Now, another sign of hard times for Sin City: A big buyout deal that’s in the cards for a year is suddenly off the table. Racetrack and casino company Penn National announced today that two investment firms have dropped their $6 billion plan to buy it up.
Gaming companies have taken a beating of late as consumers increasingly stay home. An industry that not so long ago billed itself as recession-proof now seems to be rolling snake eyes. Ashley Milne-Tyte reports.
Ashley Milne-Tyte: Whether you call it gambling or gaming, the industry has exploded in the last 10 years. But that’s part of its problem.
Joe Fath is an equity analyst with T. Rowe Price. He says the business isn’t all rolling dice and one-armed bandits anymore.
Joe Fath: It used to be primarily gaming-centric and now there is also a large non-gaming component spent which I would argue is more discretionary. You can see that in the retail numbers; you can see that in the restaurant numbers of those publicly traded companies.

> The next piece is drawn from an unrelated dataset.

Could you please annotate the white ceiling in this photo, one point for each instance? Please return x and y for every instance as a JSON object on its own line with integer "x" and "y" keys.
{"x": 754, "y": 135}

With so much of their revenue now tied to things like food and lodging, gaming companies are in trouble. Gas and food costs are rocketing, the price of plane tickets is soaring and now airlines are cutting service to places like Las Vegas. Many gaming fans are staying home.
Keith Foley covers the sector for Moody’s Investors Services. He says while gaming companies did a good job of marketing themselves as recession-proof, the fact is that the new, expanded industry hasn’t been around long.
Keith Foley: And to suggest it’s recession-resistant sort of discounts the fact it never really went through a recessionary period.
It certainly is now. Foley says this lean period will be a good test of how different companies manage their costs and pull in traffic.
Foley: I don’t think the interest in gaming has declined. I think the interest actually has increased in gaming. So, I would expect that when the economy recovers, that in fact the industry would benefit from the recovery.
Until that recovery comes, gaming companies will continue to struggle, Foley says. Many of them are weighed down with debt, and bankers are tightening the terms on those loans. Moody’s has downgraded 17 casino companies this year.
In New York, I’m Ashley Milne-Tyte for Marketplace.